IRIN, the humanitarian news and analysis service of the UN Office for the Coordination of Humanitarian Affairs wrote in November about ‘Kitchen parties’ (bridal showers) now becoming popular in Dar es Salaam. Extracts:

Tips for managing domestic arguments and ensuring a happy sex life are just some of the bits of wisdom passed on at kitchen parties. No subject is taboo as the guests prepare brides-to-be for life as a wife….

Scores of elegantly attired female guests attended a recent kitchen party for a 25-year-old banker where the only men were the cameramen and disc-jockey. Gifts, mainly domestic utensils and kitchen equipment, were piled on an elevated platform where the bride-to-be patiently awaited her lesson. A procession of relatives and friends, each with years of marriage experience, took their turns on the microphone.

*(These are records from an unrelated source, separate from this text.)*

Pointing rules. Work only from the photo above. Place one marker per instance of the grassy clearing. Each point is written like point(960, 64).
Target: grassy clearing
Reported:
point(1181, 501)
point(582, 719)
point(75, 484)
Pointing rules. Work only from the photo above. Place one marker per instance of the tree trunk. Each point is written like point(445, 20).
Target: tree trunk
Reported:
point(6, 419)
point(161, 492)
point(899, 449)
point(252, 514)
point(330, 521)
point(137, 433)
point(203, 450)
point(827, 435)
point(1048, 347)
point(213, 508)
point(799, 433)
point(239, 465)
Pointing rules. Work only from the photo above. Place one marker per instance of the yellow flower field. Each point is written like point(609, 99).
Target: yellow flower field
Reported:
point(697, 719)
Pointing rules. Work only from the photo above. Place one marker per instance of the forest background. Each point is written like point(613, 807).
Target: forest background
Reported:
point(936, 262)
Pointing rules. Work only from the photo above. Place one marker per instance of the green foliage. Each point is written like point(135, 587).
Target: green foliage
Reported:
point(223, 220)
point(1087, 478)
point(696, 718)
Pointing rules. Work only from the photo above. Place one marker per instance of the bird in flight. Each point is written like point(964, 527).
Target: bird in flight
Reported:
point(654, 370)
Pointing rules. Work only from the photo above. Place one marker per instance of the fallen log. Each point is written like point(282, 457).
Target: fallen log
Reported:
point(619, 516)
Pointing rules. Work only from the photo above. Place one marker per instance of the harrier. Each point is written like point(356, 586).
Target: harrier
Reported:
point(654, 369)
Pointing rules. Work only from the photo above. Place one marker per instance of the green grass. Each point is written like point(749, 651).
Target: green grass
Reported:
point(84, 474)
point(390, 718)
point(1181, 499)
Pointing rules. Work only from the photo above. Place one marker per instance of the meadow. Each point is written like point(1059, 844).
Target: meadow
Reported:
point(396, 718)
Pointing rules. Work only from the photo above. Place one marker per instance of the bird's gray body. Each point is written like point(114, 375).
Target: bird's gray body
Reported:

“If he comes home late, ask the house-girl [domestic worker] to open the door to show him you’re upset,” one elder suggested. “You are the one to wash the bed sheets clean and white,” another guest reminded her.

“The training at kitchen parties is geared toward making the bride so subservient, so docile and quiet. It gives women all the responsibility to make the marriage work,” said Charles Kayoka, of the Association of Journalists against AIDS in Tanzania, a group advocating greater male involvement in HIV prevention. “The intention is not bad – to make the marriage home peaceful and harmonious – but the outcome can be dangerous.”

Salama Jumanne, 37, a Tanzanian mother living with HIV, commented: “At kitchen parties you are able to learn about your husband’s expectations, which may help to make the marriage survive for a short period of time. But, really, what you are learning is how to think of your husband’s needs above yours.”

Women rarely control the timing and frequency of sexual intercourse in marriage; many African women experience sexual violence and coercion. The inability to negotiate safe sex, especially in a society where concurrent partnerships are common, places married women at greater risk of contracting HIV.

Prisca Rwezahura-Holmes, marketing director of Tanzania Marketing and Communication, a social marketing company, said change might be slow but it was happening. “Kitchen parties are candid; it’s a rare chance to reach out and share other women’s marital experience. They originally had … [the approach], ‘please your man sexually and do what’s necessary to keep him in the house’, but I think that’s changing.” Some NGOs have started distributing traditional wraps, called khangas, at kitchen parties, printed with HIV and reproductive health messages to encourage discussion on these topics.

“Kitchen parties are becoming more sophisticated and willing to push the sexual agenda,” Rwezahura-Holmes said. In Tanzania’s largely conservative society, matters of sex and relationships are difficult to discuss at home, whereas at kitchen parties there are no attempts to censor the conversation for sexual explicitness.